The recent backing out by Emirates from the naming-rights sponsorship of the Australian Open served as a reminder of how regularly golf drops outgoing sponsors faster than a hot pie. Very quickly the Dubai-based airline ceased to have any visible ties to our national championship as the shopping process for a replacement sponsor began.

What’s more prevalent in this situation is the largesse extended to a new sponsor when they come on board. Instantly the new benefactor seems to be handed a treasure trove of the tournament’s past.

‘Instantly the new benefactor seems to be handed a
treasure trove of the tournament’s past.’

In truth, our circuit keeps a pretty clean record in this department; the US PGA Tour behaves far worse. When a new sponsor there engages with a tournament, almost overnight they inherit the history of an event that might own a decades-long legacy. When Ben Hogan was busy winning five editions of the Colonial National Invitation in the 1940s and ’50s, was Dean & DeLuca the tournament sponsor? The tour would have you believe it.

American golf writer John Feinstein first brought the curious practice to light in a thoughtful and entertaining column penned for Golf Digest mid-last decade. His words still ring true today.

“These days the tour would tell you (with a straight face) that Byron Nelson beat Ben Hogan to win the 1939 FBR Open, and that Arnold Palmer won the FBR Open three straight years beginning in 1961,” Feinstein wrote in 2004. “That’s remarkable, because FBR didn’t exist until 1989.”

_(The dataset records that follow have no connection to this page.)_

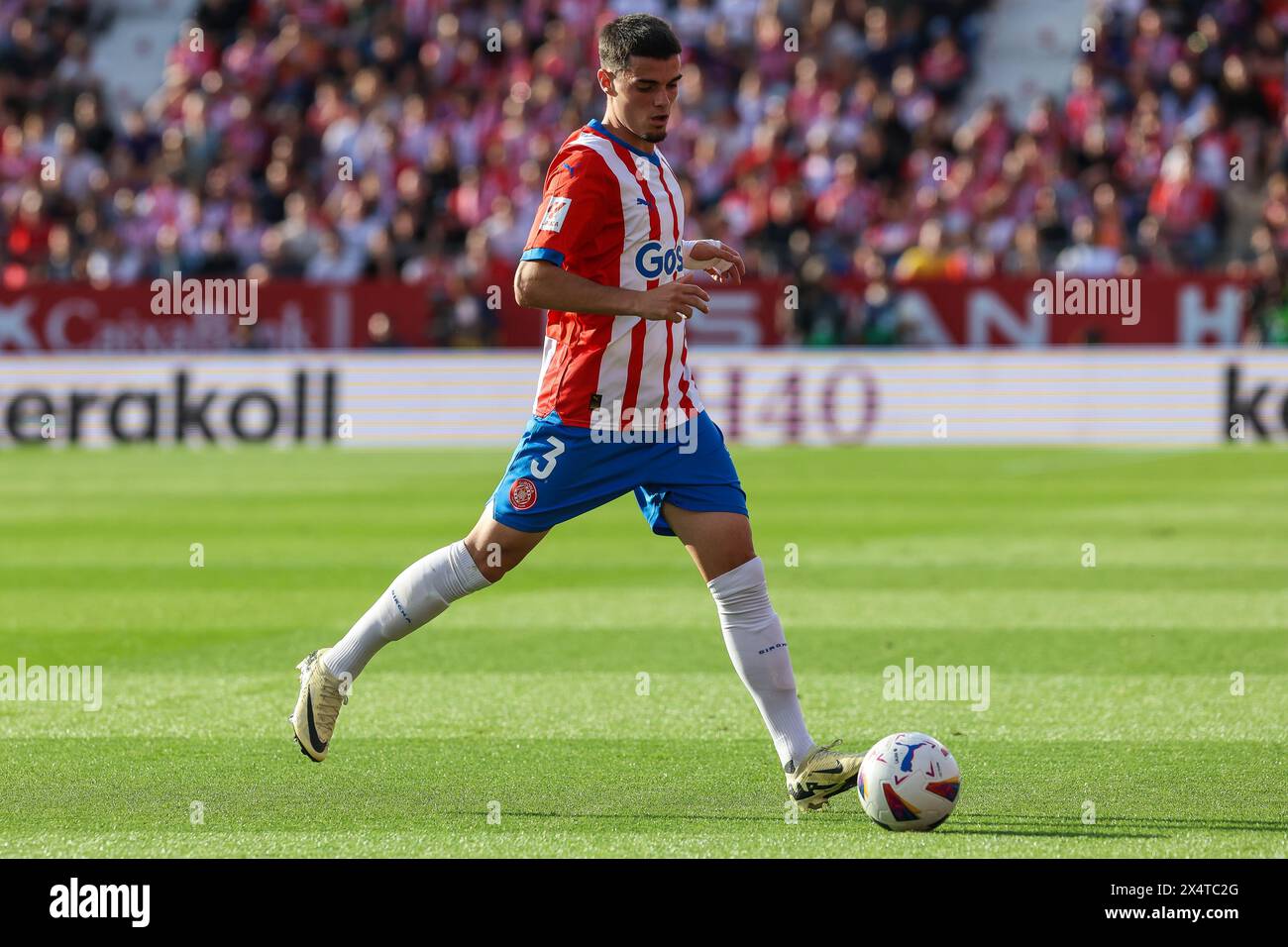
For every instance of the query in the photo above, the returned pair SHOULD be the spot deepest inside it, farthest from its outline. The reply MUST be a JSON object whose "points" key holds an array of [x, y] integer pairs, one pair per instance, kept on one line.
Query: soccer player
{"points": [[616, 411]]}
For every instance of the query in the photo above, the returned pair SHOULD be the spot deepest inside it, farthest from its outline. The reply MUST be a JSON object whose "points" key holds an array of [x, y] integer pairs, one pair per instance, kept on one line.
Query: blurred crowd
{"points": [[342, 140]]}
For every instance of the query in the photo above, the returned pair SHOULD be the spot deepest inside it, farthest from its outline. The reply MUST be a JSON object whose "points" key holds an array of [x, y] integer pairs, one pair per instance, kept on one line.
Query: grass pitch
{"points": [[1111, 685]]}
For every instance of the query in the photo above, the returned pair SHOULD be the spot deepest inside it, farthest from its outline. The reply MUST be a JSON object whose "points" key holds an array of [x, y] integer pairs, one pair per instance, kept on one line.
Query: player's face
{"points": [[643, 94]]}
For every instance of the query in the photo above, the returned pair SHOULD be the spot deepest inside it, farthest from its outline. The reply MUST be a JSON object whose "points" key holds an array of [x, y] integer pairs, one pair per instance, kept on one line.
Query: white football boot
{"points": [[822, 775], [321, 697]]}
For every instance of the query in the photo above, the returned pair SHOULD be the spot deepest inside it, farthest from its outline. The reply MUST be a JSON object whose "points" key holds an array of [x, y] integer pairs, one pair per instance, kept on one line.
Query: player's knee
{"points": [[492, 560]]}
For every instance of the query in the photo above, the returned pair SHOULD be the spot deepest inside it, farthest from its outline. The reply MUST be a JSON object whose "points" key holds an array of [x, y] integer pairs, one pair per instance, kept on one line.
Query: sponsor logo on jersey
{"points": [[652, 261], [555, 214], [523, 493]]}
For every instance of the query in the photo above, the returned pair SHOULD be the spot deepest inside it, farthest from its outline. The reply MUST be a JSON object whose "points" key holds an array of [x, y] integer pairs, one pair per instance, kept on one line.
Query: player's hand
{"points": [[673, 302], [707, 250]]}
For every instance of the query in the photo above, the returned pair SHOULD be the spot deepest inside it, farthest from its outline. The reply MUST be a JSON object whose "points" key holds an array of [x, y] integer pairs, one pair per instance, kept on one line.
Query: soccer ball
{"points": [[909, 783]]}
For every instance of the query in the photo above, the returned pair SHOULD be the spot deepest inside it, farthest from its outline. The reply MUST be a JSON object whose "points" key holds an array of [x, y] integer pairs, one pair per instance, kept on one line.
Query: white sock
{"points": [[421, 591], [759, 652]]}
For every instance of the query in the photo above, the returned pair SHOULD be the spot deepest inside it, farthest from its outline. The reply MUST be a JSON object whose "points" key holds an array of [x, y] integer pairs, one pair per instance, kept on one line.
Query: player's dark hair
{"points": [[635, 34]]}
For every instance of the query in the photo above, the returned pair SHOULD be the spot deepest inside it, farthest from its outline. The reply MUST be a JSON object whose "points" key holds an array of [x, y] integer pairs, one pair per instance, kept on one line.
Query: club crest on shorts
{"points": [[523, 493]]}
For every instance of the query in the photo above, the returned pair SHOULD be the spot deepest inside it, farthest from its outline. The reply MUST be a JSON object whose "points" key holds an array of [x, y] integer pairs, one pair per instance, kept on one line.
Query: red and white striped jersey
{"points": [[613, 214]]}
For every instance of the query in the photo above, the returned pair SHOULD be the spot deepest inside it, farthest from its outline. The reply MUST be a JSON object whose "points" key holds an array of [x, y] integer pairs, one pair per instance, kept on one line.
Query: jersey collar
{"points": [[597, 127]]}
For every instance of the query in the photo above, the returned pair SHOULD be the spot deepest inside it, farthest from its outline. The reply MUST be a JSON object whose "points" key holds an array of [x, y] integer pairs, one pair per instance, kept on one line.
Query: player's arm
{"points": [[717, 261], [542, 285]]}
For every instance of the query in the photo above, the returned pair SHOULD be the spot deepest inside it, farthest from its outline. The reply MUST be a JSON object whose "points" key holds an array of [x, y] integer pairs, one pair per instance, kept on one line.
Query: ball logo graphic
{"points": [[523, 493]]}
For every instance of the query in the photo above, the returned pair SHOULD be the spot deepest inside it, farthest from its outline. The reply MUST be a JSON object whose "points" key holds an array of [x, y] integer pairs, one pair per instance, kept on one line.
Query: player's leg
{"points": [[555, 474], [425, 589], [721, 548], [420, 592]]}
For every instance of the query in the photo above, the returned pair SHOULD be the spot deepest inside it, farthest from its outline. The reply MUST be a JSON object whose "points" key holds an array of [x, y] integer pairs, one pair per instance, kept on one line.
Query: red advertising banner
{"points": [[1202, 309]]}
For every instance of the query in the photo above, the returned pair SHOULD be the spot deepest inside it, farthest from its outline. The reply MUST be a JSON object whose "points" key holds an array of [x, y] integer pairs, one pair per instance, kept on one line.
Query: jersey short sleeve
{"points": [[578, 198]]}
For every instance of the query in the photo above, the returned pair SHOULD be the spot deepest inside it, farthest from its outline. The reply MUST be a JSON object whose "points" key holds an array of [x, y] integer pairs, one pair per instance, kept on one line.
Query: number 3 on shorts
{"points": [[550, 458]]}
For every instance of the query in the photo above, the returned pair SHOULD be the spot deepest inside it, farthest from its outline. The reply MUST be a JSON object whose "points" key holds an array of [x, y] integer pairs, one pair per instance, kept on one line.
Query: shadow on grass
{"points": [[1142, 822]]}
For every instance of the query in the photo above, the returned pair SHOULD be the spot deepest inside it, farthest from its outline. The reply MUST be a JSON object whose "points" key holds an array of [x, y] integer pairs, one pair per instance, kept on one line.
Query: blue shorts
{"points": [[559, 472]]}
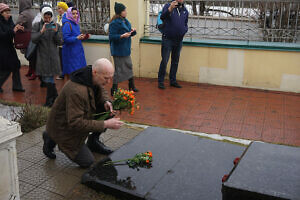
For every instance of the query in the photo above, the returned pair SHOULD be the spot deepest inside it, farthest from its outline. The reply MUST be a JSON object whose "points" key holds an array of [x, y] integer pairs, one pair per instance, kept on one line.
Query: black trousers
{"points": [[4, 75], [84, 158]]}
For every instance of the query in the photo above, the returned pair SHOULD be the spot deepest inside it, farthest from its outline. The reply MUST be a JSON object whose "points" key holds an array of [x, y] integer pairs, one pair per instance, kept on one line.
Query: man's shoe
{"points": [[61, 77], [161, 86], [175, 85], [47, 149], [19, 90], [98, 147]]}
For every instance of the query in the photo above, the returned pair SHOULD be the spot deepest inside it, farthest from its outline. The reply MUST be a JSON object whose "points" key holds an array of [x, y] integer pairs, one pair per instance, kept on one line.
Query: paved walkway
{"points": [[41, 178], [243, 113]]}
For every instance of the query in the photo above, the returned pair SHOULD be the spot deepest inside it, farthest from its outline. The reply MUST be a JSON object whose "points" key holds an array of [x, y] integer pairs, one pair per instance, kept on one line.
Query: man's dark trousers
{"points": [[169, 46]]}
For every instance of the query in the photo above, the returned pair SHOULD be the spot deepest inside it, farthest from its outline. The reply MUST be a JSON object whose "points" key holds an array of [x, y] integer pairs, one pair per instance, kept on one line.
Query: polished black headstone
{"points": [[266, 171], [184, 167]]}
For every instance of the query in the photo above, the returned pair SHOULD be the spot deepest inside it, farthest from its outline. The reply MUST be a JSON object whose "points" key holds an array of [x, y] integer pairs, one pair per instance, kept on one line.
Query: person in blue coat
{"points": [[120, 33], [72, 53]]}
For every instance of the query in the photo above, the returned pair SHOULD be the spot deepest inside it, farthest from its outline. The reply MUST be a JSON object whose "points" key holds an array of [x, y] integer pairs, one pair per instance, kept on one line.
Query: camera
{"points": [[178, 5]]}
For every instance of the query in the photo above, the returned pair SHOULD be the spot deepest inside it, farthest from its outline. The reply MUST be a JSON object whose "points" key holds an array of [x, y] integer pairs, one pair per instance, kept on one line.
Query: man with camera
{"points": [[175, 25]]}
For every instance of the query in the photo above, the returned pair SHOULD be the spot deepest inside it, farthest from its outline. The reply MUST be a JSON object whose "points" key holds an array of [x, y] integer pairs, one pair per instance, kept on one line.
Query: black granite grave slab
{"points": [[266, 171], [184, 167]]}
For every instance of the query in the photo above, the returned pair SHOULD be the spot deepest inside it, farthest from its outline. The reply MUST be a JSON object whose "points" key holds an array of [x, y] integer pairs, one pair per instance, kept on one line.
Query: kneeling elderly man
{"points": [[71, 119]]}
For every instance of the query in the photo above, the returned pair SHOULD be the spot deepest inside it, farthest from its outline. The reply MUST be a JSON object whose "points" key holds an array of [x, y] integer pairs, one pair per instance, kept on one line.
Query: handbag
{"points": [[30, 51], [22, 39]]}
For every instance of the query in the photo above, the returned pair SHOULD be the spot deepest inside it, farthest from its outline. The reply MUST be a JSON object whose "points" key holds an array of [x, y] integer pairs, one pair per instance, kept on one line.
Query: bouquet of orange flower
{"points": [[122, 100], [139, 160]]}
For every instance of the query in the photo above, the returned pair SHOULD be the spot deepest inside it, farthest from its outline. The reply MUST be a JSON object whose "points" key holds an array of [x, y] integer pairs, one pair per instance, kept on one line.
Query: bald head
{"points": [[103, 72]]}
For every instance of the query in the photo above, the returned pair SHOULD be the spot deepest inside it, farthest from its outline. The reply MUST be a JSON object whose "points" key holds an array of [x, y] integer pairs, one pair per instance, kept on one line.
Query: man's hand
{"points": [[44, 28], [113, 123], [80, 37], [18, 27], [172, 6], [108, 107]]}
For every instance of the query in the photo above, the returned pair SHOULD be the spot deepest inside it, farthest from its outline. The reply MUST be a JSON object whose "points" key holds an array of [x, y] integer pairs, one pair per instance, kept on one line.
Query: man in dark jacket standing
{"points": [[9, 61], [71, 118], [175, 25]]}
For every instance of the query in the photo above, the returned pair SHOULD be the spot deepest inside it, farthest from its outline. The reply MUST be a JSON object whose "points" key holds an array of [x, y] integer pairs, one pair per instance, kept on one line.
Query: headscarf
{"points": [[46, 10], [70, 16]]}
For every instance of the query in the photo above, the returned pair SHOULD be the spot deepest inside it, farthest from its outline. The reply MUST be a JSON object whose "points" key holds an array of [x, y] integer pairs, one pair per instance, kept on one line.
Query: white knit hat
{"points": [[47, 9]]}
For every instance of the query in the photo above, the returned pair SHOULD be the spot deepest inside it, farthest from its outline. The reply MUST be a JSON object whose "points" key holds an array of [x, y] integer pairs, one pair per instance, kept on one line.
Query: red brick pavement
{"points": [[243, 113]]}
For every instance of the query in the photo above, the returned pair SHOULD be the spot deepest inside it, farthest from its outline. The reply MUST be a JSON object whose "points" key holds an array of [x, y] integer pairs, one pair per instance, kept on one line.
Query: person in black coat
{"points": [[9, 61]]}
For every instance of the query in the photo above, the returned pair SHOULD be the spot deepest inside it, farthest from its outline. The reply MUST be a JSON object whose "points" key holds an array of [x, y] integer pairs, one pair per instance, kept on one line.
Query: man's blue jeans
{"points": [[169, 46]]}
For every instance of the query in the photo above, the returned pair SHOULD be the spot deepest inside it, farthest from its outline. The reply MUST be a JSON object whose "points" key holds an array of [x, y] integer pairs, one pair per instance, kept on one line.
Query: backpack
{"points": [[159, 23]]}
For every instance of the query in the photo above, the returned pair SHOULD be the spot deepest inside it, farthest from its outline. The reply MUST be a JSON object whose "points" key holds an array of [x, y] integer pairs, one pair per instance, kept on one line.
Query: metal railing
{"points": [[94, 13], [247, 20]]}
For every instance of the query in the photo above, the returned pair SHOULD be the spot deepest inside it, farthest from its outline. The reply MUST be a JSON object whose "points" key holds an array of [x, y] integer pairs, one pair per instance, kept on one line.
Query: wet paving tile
{"points": [[116, 142], [60, 183], [33, 154], [42, 194], [271, 109], [23, 164], [36, 175], [82, 192]]}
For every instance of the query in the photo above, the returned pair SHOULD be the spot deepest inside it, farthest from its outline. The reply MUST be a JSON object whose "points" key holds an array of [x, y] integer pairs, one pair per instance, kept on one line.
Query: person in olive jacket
{"points": [[72, 116], [9, 61]]}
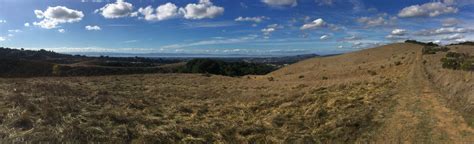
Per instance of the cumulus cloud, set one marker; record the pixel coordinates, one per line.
(53, 16)
(118, 9)
(203, 9)
(14, 31)
(398, 32)
(280, 3)
(314, 24)
(453, 37)
(444, 30)
(270, 29)
(449, 22)
(93, 28)
(162, 12)
(431, 9)
(252, 19)
(324, 2)
(380, 20)
(324, 37)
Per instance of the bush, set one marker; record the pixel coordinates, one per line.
(398, 63)
(434, 49)
(421, 43)
(458, 61)
(372, 73)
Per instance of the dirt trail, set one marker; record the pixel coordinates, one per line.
(419, 116)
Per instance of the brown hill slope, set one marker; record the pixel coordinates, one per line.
(381, 94)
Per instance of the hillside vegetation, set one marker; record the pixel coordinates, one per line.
(388, 94)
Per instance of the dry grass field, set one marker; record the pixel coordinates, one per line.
(384, 95)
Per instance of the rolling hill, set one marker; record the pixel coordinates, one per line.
(388, 94)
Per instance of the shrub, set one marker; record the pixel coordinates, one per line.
(324, 78)
(434, 49)
(458, 61)
(226, 68)
(421, 43)
(372, 72)
(397, 63)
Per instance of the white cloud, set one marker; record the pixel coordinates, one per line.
(53, 16)
(213, 24)
(162, 12)
(212, 42)
(314, 24)
(380, 20)
(324, 37)
(203, 9)
(14, 31)
(118, 9)
(449, 22)
(268, 30)
(431, 9)
(398, 32)
(280, 3)
(453, 37)
(93, 28)
(252, 19)
(444, 30)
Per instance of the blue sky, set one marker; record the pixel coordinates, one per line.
(250, 27)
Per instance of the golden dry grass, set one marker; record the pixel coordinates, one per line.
(341, 99)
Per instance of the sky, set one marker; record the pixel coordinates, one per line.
(230, 27)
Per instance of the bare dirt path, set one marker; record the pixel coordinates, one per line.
(420, 116)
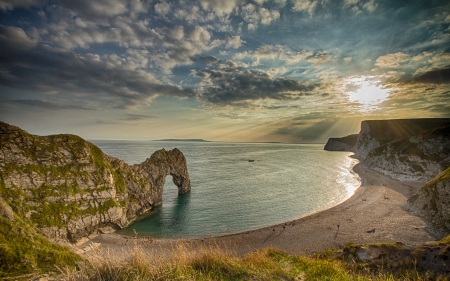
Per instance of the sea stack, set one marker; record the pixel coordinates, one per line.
(68, 188)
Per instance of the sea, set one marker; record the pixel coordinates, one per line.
(238, 187)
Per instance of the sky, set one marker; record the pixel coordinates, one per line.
(294, 71)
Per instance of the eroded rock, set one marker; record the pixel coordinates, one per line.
(70, 189)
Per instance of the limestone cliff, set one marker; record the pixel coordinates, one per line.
(346, 143)
(433, 203)
(375, 133)
(418, 158)
(70, 189)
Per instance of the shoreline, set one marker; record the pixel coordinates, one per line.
(376, 204)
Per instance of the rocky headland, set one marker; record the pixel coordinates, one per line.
(411, 150)
(69, 189)
(346, 143)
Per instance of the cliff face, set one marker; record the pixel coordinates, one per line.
(375, 133)
(433, 203)
(342, 144)
(418, 158)
(70, 189)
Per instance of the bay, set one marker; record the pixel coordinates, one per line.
(231, 194)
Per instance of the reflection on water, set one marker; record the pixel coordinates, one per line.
(170, 216)
(230, 194)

“Look, we all understand that there’s nothing the tour can do when it loses a corporate partner and has to go out and find a new one, and we’re grateful to all the new sponsors,” tour veteran Billy Andrade told Feinstein in ’04 when asked about being the 1991 champion of what had recently become called the Booz Allen Classic. “But you don’t wipe out history. I’ve got a trophy in my house that says ‘1991 Kemper Open champion’ on it.”

In many ways golf has done itself few favours with sponsors through the years, and the media has played its part in the fractured relationship. When MasterCard sponsored the Australian Masters, most golf writers working on-site at Huntingdale Golf Club did what they thought was the right thing. They dutifully included the sponsor’s name in their copy, calling it the MasterCard Masters. Newspaper sub-editors and editors, however, scrubbed the commercial reference in favour of the traditional name.

At one point, the exasperated managing director of MasterCard Australia lobbed into the tournament media centre looking for blood but not finding any because the culprits were spread across the country behind desks in office towers.

More from Feinstein: “The corporate sponsors get plenty of bang for their buck from the tour. It isn’t just the constant reminders all through a telecast, it is with signage all over the grounds throughout the week, not to mention the 412 thank-yous to the sponsor required at every awards ceremony.”

It begs the question: exactly what rights should a sponsor have to the history of a sporting event? I would argue there’s a distinct timeframe and backdating isn’t part of it.

One of my pet hates is the merry-go-round that is stadium names, which leaves football fans guessing which ground Lottoland or 1300Smiles Stadium or Qudos Bank Arena really is. I’ve always contended that a ground sponsor should have to sign-on for good just so the same name is retained for consistency and clarity.

But in golf, as with most sports, it’s unrealistic to expect a sponsor to remain commercially involved for life. Most companies last a handful of years and then, once they feel their message has been deployed, direct their sponsorship dollars elsewhere. This was the case with Emirates.

One final anecdote in this department. During the stretch from 2010 to 2012 when the Australian Open was played at The Lakes Golf Club, at one stage the host television broadcaster threw to on-course commentator Andy Maher but he was unable to hear the cross due to the unmistakable presence of a loud, low-flying aircraft so common in that part of Sydney. Maher’s answer was instead, “Boys, the biggest Qantas Jumbo you’ve ever seen just flew over my head and I couldn’t hear a word!” There was a brief pause before the response from the booth came back: “Ah, Andy, don’t you mean an Emirates plane?”

If the coverage were broadcast today, the fuselage on that plane could very well be backdated to instead read Virgin Australia, Jetstar, Air New Zealand or some other carrier. For a price, of course.